El cine llegó a Cuba en 1897 y en ese mismo año se filmó aquí la primera película. El primer corto publicitario se realizó en la Isla en 1898, y un poco después un cubano que había sido nombrado corresponsal en La Habana de una agencia de noticias francesa ya enviaba a París imágenes en movimiento de sucesos de cierta importancia ocurridos en la Isla.

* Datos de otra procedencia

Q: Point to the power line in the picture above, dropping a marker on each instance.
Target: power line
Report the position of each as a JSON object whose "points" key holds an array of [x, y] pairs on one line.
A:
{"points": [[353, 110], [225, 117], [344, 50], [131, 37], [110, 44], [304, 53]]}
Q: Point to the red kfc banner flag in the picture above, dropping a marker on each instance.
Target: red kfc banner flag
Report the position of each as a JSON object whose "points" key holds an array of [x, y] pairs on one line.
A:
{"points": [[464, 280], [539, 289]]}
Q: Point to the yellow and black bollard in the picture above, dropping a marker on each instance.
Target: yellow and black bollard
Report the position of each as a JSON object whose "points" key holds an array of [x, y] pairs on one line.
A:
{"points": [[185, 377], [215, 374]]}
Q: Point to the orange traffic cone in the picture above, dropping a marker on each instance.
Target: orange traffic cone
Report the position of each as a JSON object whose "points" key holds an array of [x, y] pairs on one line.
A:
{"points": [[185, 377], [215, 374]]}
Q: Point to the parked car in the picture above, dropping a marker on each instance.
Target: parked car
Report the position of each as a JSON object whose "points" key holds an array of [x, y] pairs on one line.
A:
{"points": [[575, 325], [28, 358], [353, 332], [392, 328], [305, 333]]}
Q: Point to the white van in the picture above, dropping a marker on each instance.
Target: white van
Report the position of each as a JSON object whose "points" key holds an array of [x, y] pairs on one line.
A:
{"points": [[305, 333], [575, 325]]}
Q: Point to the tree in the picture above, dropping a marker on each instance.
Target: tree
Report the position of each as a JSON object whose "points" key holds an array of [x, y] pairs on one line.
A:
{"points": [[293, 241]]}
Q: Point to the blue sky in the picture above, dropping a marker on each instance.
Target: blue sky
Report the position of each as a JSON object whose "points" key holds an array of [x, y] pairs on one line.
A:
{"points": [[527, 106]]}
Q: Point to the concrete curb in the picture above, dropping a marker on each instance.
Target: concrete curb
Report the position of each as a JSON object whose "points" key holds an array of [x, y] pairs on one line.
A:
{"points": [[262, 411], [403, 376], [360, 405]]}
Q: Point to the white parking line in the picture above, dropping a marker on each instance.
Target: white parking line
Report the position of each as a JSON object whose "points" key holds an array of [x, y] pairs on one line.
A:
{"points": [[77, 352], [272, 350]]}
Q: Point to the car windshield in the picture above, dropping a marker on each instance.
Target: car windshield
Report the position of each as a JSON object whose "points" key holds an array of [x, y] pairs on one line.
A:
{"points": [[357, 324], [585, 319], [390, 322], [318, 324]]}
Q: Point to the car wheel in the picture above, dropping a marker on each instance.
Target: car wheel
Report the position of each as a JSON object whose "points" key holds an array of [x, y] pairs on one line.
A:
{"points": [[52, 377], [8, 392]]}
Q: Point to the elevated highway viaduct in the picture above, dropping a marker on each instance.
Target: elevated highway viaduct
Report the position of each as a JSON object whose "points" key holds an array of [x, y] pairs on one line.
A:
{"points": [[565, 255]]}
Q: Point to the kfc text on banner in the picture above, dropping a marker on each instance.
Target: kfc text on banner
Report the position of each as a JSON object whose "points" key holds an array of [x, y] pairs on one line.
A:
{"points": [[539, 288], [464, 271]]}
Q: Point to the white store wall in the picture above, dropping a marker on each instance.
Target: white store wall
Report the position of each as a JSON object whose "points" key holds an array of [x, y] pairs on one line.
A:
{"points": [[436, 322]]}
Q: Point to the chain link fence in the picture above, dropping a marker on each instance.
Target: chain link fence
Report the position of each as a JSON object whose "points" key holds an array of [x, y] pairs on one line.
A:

Pues así mismo es. Hace 114 años que comenzó la loca carrera del cine en Cuba. El 15 de enero de 1897 llegaba a La Habana el francés Gabriel Veyre, agente de la casa de los Lumiére, padres del cinematógrafo. Vino a dar a conocer el famoso descubrimiento, lo que haría el 24 de enero del mencionado año de 1897, en un local del Paseo del Prado, aledaño al Teatro Tacón. Veyre proyectó sus filmes durante varios días y filmó el corto titulado Simulacro de incendio, cinta de un minuto de duración que captó las maniobras de un grupo de bomberos cubanos. En el año siguiente, el actor y empresario cubano José Casasús filmó, con el patrocinio de la cerveza La Tropical, El brujo desaparecido, nuestro primer filme publicitario. Casasús tenía como ayudante a un joven de 15 años de edad dotado de viva inteligencia y enamorado de la novedosa técnica. Se llamaba Enrique Díaz Quesada y —director, camarógrafo y laboratorista— la crítica lo considera el padre de la cinematografía cubana.